LLaMA-Adapter: Efficient Fine-tuning of Language Models with Zero-init Attention

Mar 2023

Renrui Zhang, Jiaming Han, Aojun Zhou, Xiangfei Hu, Shilin Yan, Pan Lu, Hongsheng Li, Peng Gao, Yu Qiao

[Shanghai Artificial Intelligence Laboratory, CUHK MMLab, University of California, Los Angeles]

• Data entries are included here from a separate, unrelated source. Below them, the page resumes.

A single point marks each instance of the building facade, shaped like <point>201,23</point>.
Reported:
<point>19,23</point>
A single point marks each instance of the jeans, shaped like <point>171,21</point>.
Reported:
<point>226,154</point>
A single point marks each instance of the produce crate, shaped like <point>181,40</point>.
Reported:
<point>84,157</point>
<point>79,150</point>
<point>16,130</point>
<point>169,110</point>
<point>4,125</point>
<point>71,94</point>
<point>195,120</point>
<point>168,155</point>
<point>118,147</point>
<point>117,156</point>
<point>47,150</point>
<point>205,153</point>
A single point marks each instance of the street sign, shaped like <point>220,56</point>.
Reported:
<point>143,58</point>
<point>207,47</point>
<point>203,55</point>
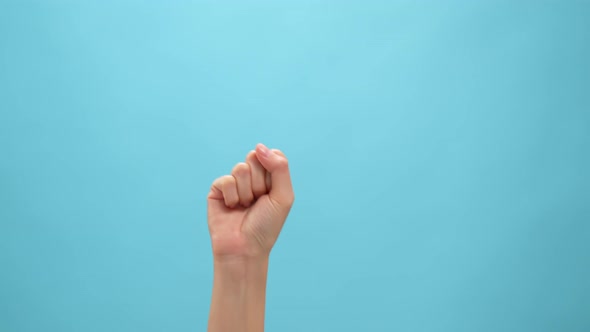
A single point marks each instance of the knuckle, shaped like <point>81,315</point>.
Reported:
<point>241,169</point>
<point>283,163</point>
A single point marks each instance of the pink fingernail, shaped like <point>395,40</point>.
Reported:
<point>263,150</point>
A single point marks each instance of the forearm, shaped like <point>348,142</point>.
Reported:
<point>239,291</point>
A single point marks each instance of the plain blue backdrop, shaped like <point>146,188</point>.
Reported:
<point>440,153</point>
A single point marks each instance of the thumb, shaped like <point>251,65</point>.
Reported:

https://arxiv.org/abs/2303.16199

https://github.com/ZrrSkywalker/LLaMA-Adapter

We present LLaMA-Adapter, a lightweight adaption method to efficiently fine-tune LLaMA into an instruction-following model. Using 52K self-instruct demonstrations, LLaMA-Adapter only introduces 1.2M learnable parameters upon the frozen LLaMA 7B model, and costs less than one hour for fine-tuning on 8 A100 GPUs. Specifically, we adopt a set of learnable adaption prompts, and prepend them to the input text tokens at higher transformer layers. Then, a zero-init attention mechanism with zero gating is proposed, which adaptively injects the new instructional cues into LLaMA, while effectively preserves its pre-trained knowledge. With efficient training, LLaMA-Adapter generates high-quality responses, comparable to Alpaca with fully fine-tuned 7B parameters. Furthermore, our approach can be simply extended to multi-modal input, e.g., images, for image-conditioned LLaMA, which achieves superior reasoning capacity on ScienceQA.